21 julio, 2009

FANTASMAS


En la estancia, al fondo, colocado para ser rozado por las cuidadas cortinas, orientado con objeto de que la luz le otorgue un brillo mayor, hay un piano. Desocupado.

La última partitura se halla desparramada sobre las teclas blancas y negras, en un equilibrio peligroso y carente de vigor.

La madera que cubre el suelo se encuentra astillada y se cuenta por decenas el tiempo que no ha sido convenientemente acuchillado.

Los techos son altísimos y la humedad se ha apoderado de varios rincones, dibujando amorfas imágenes que parecen evocar rostros humanos, diletantes, agonizantes... incorruptibles.

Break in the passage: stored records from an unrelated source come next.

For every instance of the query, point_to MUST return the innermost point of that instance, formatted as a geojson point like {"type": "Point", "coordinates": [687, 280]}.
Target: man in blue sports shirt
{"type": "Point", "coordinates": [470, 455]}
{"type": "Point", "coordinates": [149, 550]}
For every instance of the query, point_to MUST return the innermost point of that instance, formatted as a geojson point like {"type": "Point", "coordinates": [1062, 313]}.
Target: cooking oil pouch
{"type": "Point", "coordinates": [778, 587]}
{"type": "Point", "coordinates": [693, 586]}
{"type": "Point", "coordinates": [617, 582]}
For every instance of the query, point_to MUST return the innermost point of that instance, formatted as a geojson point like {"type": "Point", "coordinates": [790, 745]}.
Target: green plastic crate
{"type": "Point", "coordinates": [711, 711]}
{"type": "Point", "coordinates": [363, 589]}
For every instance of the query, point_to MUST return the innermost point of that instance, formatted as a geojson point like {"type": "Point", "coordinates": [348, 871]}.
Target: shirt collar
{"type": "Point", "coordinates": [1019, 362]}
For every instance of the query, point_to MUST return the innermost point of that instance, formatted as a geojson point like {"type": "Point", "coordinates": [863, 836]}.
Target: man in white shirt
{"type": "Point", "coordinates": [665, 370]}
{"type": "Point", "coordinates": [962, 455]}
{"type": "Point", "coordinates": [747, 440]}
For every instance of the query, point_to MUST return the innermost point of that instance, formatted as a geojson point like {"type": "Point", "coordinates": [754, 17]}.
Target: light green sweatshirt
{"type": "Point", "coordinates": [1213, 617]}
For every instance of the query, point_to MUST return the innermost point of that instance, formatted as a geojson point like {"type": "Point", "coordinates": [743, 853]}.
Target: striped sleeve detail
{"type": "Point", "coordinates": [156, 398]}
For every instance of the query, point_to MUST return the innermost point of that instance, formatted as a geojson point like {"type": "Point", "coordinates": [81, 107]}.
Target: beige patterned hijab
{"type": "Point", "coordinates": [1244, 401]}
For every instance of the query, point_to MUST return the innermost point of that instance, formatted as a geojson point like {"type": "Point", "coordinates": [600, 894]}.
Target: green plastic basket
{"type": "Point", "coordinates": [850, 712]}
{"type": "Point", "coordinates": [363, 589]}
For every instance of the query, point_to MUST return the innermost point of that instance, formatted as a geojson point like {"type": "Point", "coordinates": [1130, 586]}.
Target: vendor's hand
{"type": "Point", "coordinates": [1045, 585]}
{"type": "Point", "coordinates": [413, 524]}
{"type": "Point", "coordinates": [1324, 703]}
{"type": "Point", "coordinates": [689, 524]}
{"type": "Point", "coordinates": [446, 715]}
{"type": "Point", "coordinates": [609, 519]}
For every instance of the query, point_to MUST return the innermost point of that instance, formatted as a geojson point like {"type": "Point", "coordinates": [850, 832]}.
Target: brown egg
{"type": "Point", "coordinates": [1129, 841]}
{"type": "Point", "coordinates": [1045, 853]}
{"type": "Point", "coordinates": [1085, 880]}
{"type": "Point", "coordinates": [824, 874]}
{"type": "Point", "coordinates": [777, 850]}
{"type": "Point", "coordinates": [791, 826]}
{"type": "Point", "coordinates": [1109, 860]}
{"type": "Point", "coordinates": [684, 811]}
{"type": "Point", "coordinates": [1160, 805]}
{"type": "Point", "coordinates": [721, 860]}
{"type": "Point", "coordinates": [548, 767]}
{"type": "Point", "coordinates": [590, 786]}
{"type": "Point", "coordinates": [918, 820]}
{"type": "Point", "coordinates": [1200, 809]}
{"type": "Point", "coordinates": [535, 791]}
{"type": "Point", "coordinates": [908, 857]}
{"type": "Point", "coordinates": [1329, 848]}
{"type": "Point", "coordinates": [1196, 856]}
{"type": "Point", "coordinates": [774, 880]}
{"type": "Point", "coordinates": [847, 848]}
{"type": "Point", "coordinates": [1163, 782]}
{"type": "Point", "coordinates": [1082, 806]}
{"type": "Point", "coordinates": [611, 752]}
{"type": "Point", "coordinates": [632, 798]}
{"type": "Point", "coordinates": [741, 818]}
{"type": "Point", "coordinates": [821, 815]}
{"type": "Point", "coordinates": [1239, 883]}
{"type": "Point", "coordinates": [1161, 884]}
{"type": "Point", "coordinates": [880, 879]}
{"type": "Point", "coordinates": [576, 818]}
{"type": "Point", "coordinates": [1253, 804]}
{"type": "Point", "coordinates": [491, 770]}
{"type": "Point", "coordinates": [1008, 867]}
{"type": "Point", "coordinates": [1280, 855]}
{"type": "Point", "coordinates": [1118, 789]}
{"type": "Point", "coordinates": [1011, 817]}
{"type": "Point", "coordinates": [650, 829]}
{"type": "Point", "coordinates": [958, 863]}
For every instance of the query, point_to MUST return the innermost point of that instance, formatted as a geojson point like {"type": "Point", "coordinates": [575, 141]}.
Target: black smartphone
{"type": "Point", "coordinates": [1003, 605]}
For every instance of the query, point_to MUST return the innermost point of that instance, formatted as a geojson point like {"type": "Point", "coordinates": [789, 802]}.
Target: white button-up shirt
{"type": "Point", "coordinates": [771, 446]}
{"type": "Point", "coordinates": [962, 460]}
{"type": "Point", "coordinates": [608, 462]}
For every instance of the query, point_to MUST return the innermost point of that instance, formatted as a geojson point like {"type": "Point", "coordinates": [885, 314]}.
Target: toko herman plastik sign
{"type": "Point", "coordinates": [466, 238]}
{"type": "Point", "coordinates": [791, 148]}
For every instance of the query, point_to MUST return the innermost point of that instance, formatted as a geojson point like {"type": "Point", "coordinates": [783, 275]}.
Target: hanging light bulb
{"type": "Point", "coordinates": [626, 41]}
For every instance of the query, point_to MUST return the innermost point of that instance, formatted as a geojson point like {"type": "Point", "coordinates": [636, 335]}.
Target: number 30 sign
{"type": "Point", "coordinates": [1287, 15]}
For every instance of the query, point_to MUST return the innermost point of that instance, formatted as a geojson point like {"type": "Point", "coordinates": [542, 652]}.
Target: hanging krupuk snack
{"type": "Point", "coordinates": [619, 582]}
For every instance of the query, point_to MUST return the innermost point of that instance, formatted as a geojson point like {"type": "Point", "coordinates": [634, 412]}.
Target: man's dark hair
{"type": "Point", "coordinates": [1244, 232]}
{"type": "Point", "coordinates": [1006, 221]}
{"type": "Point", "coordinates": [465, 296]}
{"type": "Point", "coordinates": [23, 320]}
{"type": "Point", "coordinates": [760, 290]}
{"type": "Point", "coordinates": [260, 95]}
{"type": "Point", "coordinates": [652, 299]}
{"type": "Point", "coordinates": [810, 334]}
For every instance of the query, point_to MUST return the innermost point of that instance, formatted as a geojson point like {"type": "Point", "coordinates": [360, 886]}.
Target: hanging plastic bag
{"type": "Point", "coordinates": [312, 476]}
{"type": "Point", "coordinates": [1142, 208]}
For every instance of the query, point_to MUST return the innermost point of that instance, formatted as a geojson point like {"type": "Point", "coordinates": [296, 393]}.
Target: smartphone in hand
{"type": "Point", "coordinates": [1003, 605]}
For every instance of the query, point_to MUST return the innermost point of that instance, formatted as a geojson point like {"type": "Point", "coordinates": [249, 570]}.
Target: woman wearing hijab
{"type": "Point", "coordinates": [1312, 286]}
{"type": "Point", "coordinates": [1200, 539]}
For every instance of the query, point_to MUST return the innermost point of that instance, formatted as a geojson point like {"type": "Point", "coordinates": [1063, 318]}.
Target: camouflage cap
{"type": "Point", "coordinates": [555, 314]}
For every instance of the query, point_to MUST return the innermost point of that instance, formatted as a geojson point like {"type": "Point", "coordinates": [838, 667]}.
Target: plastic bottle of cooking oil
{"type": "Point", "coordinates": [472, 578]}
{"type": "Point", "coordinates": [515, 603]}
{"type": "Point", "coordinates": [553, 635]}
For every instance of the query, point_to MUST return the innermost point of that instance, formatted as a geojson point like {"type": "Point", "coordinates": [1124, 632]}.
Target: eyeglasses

En la antigua repisa de la cómoda dieciochesca, un trofeo cuya plata está cochambrosa y una pantalla de polvo que recubre una exigua bandeja de cerámica cuyas asas se encuentran rotas.

Sobre la larguísima mesa que ocupa el centro de la sala, alguien ha dejado un libro de poemas abierto, aproximadamente, por su mitad.

Byron. Su Manfredo.

A los márgenes, y con el carboncillo del lápiz con el que fueron escritas casi borradas, anotaciones de un idioma incomprensible y hechas en trazo grácil.

Algunas sillas parecen ligeramente desalineadas respecto del conjunto.

El retrato de la que asemeja ser la vieja matriarca de la familia, torcido, preside el muro central, adornado por dos columnas jónicas.

El fantasma pasea tranquilo. Ajeno al tiempo y a la realidad.

La partitura se recompone y la sonata arranca, rompiendo, intimidatoria, el silencio.

Un grupo de tres muchachos, mientras, camina sin rumbo fijo.

Sus miradas se dirigen hacia el infinito, que refleja el final de sus días.

El sonido se apaga, dulcemente. La noche cae. El cuadro se reajusta y las sillas se recolocan.

El silencio se adueña de la estampa.

Y la madera cruje al soportar el peso de un alma errante.

Las hojas de la partitura cubren el suelo a los pies del piano.